Spectral Diffusion for Sampling on ${\rm SU}(N)$
Gurtej Kanwar, Octavio Vega
TL;DR
This work extends score-based diffusion models to SU(N) group manifolds to address ensemble generation in lattice field theory. It introduces SU(N) specific constructions: (i) efficient sampling via the SU(N) heat kernel, with wrapped normal and Weyl character representations, and (ii) group-valued score matching and a reverse transport framework to realize unbiased sampling on the group. The authors demonstrate the method on toy SU(2) and SU(3) targets, showing accurate density reproduction and high effective sample sizes after reweighting. By providing explicit tooling for the SU(N) heat kernel and a stable training pipeline, this approach lays the groundwork for diffusion-based sampling in full SU(N) lattice gauge theories, including lattice QCD, offering a potentially scalable alternative to traditional Hybrid Monte Carlo methods.
Abstract
Although ensemble generation remains a central challenge in lattice field theory simulations, recent advances in generative modeling may offer a path to accelerated sampling in these contexts.

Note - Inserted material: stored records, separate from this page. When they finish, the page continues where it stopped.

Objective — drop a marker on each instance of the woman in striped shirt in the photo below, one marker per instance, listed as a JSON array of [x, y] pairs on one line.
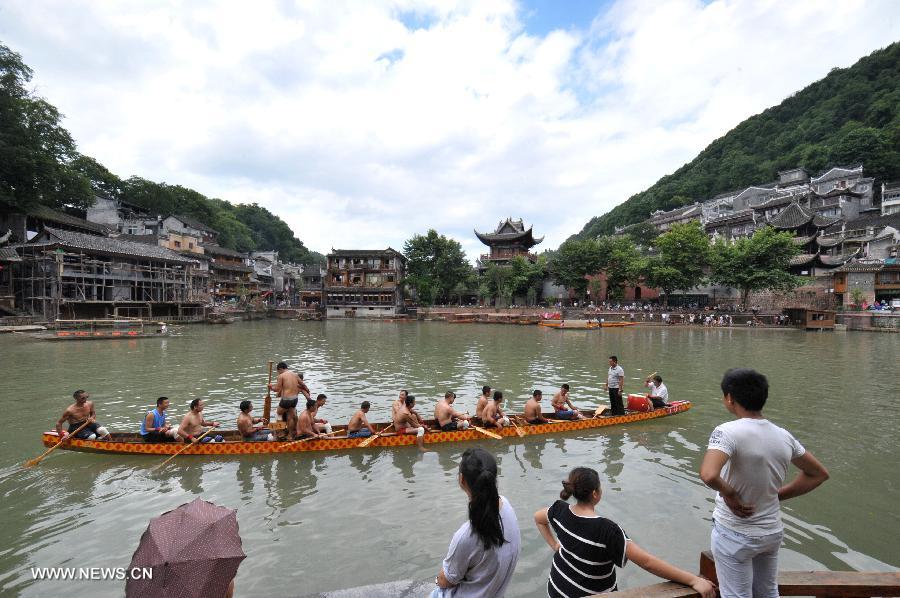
[[588, 547]]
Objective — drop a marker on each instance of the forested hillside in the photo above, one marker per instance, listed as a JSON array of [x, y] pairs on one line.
[[40, 165], [851, 116]]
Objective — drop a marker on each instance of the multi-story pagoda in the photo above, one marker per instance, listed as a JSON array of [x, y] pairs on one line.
[[507, 241]]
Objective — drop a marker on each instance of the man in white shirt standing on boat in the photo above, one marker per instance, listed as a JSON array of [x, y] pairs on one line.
[[615, 384], [747, 462]]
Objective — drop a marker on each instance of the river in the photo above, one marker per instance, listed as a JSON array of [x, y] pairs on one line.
[[318, 522]]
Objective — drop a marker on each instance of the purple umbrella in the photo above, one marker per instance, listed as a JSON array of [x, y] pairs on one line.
[[194, 551]]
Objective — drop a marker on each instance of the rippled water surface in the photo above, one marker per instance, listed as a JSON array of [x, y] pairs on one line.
[[317, 522]]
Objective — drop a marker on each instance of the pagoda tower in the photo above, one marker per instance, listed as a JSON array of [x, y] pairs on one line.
[[507, 241]]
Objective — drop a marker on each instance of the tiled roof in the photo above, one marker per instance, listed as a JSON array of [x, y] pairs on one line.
[[793, 216], [194, 223], [218, 250], [106, 245], [57, 217], [8, 254], [802, 259]]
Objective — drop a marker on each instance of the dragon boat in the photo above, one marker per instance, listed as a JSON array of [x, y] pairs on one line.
[[127, 443]]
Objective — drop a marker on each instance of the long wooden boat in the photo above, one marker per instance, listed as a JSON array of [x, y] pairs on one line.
[[131, 443]]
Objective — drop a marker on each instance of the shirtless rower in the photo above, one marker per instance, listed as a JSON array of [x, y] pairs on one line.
[[320, 425], [288, 387], [493, 413], [247, 424], [562, 405], [407, 421], [76, 414], [192, 424], [447, 419], [483, 400], [359, 426], [399, 403], [306, 422], [533, 413]]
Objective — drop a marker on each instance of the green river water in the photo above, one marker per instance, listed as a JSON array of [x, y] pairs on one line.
[[319, 522]]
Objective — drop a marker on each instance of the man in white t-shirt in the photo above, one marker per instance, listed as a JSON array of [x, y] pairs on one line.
[[615, 383], [657, 392], [747, 462]]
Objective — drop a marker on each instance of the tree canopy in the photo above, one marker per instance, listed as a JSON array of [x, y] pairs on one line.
[[851, 116]]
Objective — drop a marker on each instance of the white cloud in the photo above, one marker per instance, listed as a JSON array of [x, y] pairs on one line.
[[362, 123]]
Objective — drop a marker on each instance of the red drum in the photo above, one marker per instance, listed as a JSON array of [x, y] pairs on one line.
[[639, 403]]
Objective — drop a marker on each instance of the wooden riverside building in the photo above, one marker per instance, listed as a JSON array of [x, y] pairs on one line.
[[362, 283], [509, 240]]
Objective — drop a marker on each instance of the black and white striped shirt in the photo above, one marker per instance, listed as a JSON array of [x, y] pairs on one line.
[[590, 550]]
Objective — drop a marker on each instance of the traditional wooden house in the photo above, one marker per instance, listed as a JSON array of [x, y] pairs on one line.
[[364, 283]]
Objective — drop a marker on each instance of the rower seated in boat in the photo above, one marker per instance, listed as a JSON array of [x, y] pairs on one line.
[[408, 421], [192, 424], [76, 414], [533, 413], [306, 422], [446, 417], [252, 428], [155, 428], [658, 393], [562, 405], [321, 425], [493, 414], [359, 426]]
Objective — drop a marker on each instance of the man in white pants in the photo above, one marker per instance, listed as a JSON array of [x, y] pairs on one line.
[[747, 462]]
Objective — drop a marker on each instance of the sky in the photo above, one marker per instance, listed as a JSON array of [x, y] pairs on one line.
[[364, 123]]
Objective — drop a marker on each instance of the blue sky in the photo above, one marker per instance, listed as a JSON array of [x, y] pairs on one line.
[[363, 123]]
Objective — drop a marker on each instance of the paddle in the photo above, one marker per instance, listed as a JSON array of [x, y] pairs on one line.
[[313, 437], [186, 447], [267, 407], [36, 460], [367, 441], [487, 433]]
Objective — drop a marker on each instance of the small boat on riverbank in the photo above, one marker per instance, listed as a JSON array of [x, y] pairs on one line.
[[126, 443]]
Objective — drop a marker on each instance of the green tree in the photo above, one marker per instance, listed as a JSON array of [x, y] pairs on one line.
[[683, 256], [622, 263], [756, 263], [36, 152], [574, 261], [436, 266]]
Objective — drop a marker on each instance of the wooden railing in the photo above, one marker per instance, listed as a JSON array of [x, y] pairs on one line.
[[855, 584]]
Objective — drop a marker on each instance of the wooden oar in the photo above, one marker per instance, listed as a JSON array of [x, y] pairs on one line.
[[267, 406], [519, 430], [186, 447], [36, 460], [487, 433], [313, 437], [367, 441]]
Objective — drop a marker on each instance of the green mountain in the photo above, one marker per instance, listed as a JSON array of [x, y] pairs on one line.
[[851, 116]]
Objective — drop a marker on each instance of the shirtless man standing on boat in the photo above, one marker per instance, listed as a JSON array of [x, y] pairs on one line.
[[483, 400], [306, 422], [407, 421], [493, 413], [76, 414], [533, 414], [562, 405], [192, 423], [288, 387], [445, 416]]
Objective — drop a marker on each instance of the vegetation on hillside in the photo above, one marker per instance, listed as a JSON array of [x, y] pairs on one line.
[[851, 116], [40, 165]]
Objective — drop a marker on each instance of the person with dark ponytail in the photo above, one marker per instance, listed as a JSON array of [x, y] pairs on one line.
[[588, 547], [485, 549]]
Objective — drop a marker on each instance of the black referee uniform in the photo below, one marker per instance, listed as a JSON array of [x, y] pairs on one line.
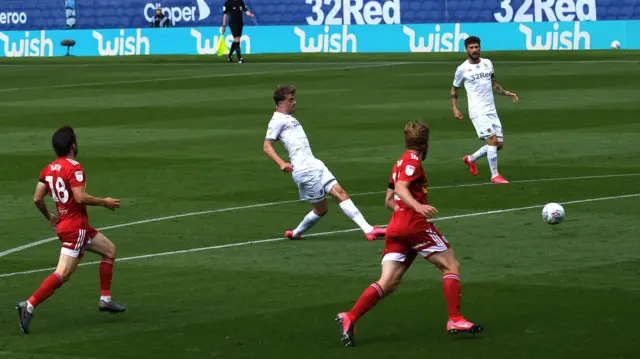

In this work, we implement a framework for efficiently training diffusion models acting on ${\rm SU}(N)$ degrees of freedom, adapting the traditional score matching technique to the group manifold. We demonstrate that our models can effectively reproduce several target densities, resulting in precise unbiased expectation values. These results mark a step for diffusion models towards modeling full ${\rm SU}(N)$ lattice field theories, including lattice Quantum Chromodynamics.